"Me, too. You take care, Kit. Get some sleep."
"I'll try. Thanks again."
He cradled the phone and sat back in his chair, staring at the contact sheets pinned to the corkboard above his computer. He'd circled the shots he liked the best with an orange grease pencil. It was terrific work, but then Lily's photos usually were. She was so grounded. Had a little bit of trouble with self-esteem, it was true, but she dealt with it in the same matter-of-fact way she dealt with everything. It wasn't that she couldn't see the whimsical side of things. It was just that she'd always known the difference between what was real and what wasn't.
At least until now.
Jack's stories had started it—that much was obvious. But where was the jump from enjoying his stories to thinking you'd stepped into one? And where did Hank Walker come into all of this?

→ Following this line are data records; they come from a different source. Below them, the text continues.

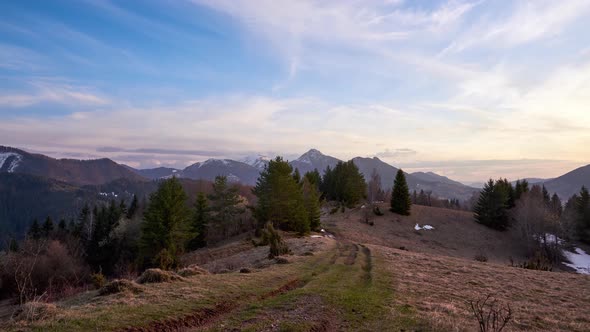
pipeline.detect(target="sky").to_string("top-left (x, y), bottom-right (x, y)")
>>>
top-left (0, 0), bottom-right (590, 182)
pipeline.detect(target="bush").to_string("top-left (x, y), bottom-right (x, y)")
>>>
top-left (0, 240), bottom-right (89, 303)
top-left (262, 223), bottom-right (291, 259)
top-left (178, 265), bottom-right (209, 277)
top-left (90, 272), bottom-right (107, 289)
top-left (135, 269), bottom-right (184, 284)
top-left (373, 205), bottom-right (383, 216)
top-left (473, 253), bottom-right (488, 263)
top-left (98, 279), bottom-right (143, 296)
top-left (275, 257), bottom-right (289, 264)
top-left (15, 301), bottom-right (57, 322)
top-left (467, 295), bottom-right (513, 332)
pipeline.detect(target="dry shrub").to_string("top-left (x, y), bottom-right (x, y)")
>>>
top-left (15, 301), bottom-right (57, 321)
top-left (275, 257), bottom-right (289, 264)
top-left (98, 279), bottom-right (143, 296)
top-left (177, 265), bottom-right (209, 277)
top-left (0, 240), bottom-right (89, 303)
top-left (135, 269), bottom-right (184, 284)
top-left (467, 295), bottom-right (513, 332)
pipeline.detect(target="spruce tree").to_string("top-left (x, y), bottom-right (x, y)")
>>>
top-left (576, 186), bottom-right (590, 243)
top-left (209, 176), bottom-right (244, 238)
top-left (41, 216), bottom-right (54, 237)
top-left (302, 177), bottom-right (321, 231)
top-left (390, 169), bottom-right (412, 216)
top-left (127, 194), bottom-right (138, 219)
top-left (189, 192), bottom-right (209, 250)
top-left (252, 157), bottom-right (310, 234)
top-left (474, 179), bottom-right (509, 230)
top-left (139, 177), bottom-right (193, 268)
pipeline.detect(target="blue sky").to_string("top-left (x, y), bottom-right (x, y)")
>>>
top-left (0, 0), bottom-right (590, 182)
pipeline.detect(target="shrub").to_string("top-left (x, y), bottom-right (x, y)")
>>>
top-left (473, 253), bottom-right (488, 263)
top-left (262, 223), bottom-right (291, 259)
top-left (467, 295), bottom-right (513, 332)
top-left (275, 257), bottom-right (289, 264)
top-left (98, 279), bottom-right (143, 296)
top-left (178, 265), bottom-right (209, 277)
top-left (373, 205), bottom-right (383, 216)
top-left (15, 301), bottom-right (57, 321)
top-left (90, 272), bottom-right (107, 289)
top-left (135, 269), bottom-right (184, 284)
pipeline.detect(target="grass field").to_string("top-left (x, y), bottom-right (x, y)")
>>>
top-left (5, 207), bottom-right (590, 331)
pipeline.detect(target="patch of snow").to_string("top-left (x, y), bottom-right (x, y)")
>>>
top-left (414, 224), bottom-right (434, 231)
top-left (0, 152), bottom-right (23, 173)
top-left (563, 248), bottom-right (590, 275)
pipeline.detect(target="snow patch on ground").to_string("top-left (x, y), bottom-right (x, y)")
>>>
top-left (0, 152), bottom-right (23, 173)
top-left (414, 224), bottom-right (434, 231)
top-left (563, 248), bottom-right (590, 275)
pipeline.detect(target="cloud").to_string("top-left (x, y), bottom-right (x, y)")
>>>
top-left (0, 80), bottom-right (109, 108)
top-left (375, 148), bottom-right (418, 159)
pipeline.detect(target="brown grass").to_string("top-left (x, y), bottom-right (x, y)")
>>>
top-left (98, 279), bottom-right (143, 296)
top-left (370, 246), bottom-right (590, 331)
top-left (177, 264), bottom-right (209, 277)
top-left (135, 269), bottom-right (183, 284)
top-left (323, 204), bottom-right (524, 264)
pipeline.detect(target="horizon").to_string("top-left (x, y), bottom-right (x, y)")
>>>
top-left (0, 0), bottom-right (590, 184)
top-left (5, 145), bottom-right (587, 184)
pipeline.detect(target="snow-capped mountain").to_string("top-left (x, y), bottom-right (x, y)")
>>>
top-left (291, 149), bottom-right (340, 174)
top-left (241, 155), bottom-right (270, 171)
top-left (178, 159), bottom-right (260, 185)
top-left (0, 152), bottom-right (23, 173)
top-left (0, 146), bottom-right (145, 185)
top-left (129, 167), bottom-right (180, 180)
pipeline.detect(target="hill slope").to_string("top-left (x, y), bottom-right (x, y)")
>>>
top-left (544, 165), bottom-right (590, 200)
top-left (0, 146), bottom-right (145, 185)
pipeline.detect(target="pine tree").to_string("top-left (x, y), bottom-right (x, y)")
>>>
top-left (209, 176), bottom-right (244, 238)
top-left (576, 186), bottom-right (590, 243)
top-left (390, 169), bottom-right (412, 216)
top-left (189, 192), bottom-right (209, 250)
top-left (551, 193), bottom-right (563, 217)
top-left (127, 194), bottom-right (138, 219)
top-left (252, 157), bottom-right (310, 234)
top-left (474, 179), bottom-right (509, 230)
top-left (27, 218), bottom-right (41, 240)
top-left (302, 177), bottom-right (321, 231)
top-left (139, 177), bottom-right (193, 267)
top-left (41, 216), bottom-right (54, 237)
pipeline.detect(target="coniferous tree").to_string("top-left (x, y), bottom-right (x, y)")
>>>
top-left (474, 179), bottom-right (509, 230)
top-left (390, 169), bottom-right (412, 216)
top-left (139, 177), bottom-right (193, 268)
top-left (41, 216), bottom-right (54, 237)
top-left (252, 157), bottom-right (310, 234)
top-left (209, 176), bottom-right (245, 238)
top-left (576, 186), bottom-right (590, 243)
top-left (127, 194), bottom-right (138, 219)
top-left (189, 192), bottom-right (209, 250)
top-left (27, 218), bottom-right (41, 240)
top-left (551, 193), bottom-right (563, 217)
top-left (302, 177), bottom-right (321, 231)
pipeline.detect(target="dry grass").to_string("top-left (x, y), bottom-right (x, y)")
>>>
top-left (177, 264), bottom-right (209, 277)
top-left (323, 204), bottom-right (524, 264)
top-left (370, 246), bottom-right (590, 331)
top-left (15, 301), bottom-right (58, 322)
top-left (135, 269), bottom-right (183, 284)
top-left (98, 279), bottom-right (143, 296)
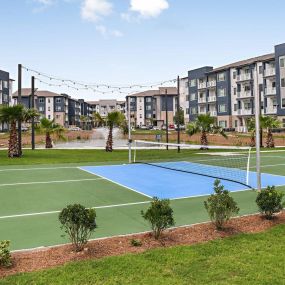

Rory hadn't lied to Lily. He did believe—not necessarily that it had happened the way she'd said it had, but that she believed it had happened that way. Only where did he go with it now? What did you do when one of your best friends turned the corner and stepped from fact into fiction?
After a while, he turned back to his computer and logged on. He had eight messages waiting for him, but it was the last one that caught his immediate attention.
Sender: [email protected]
Date: Sat, 31 Aug 1996 00:37:52 -0500
From: 'Donna Gavin'
Organization: Tamarack Publishing
To: [email protected]
Subject: Do we have a problem here?
Hi Rory,
I hope you don't mind me contacting you like this. I got your email address and phone number from Sass. I tried phoning, but your line's been busy for ages, so I'm sending you this instead.
It's about Lily.
I just got the strangest phone call from her and I need to talk to somebody about it. I'm going to be out of town at a conference until Tuesday, but if you could email and let me know the best time for me to call you, I'd really appreciate it.
I don't want to worry you, but something *really* weird is going on with Lily.
Donna
No kidding, Rory thought.
He hit "Reply," composed a quick response to Donna's message, and sent it. He tried going through the rest of his messages, but he couldn't concentrate. Finally he shut his computer down and sat staring at the blank screen.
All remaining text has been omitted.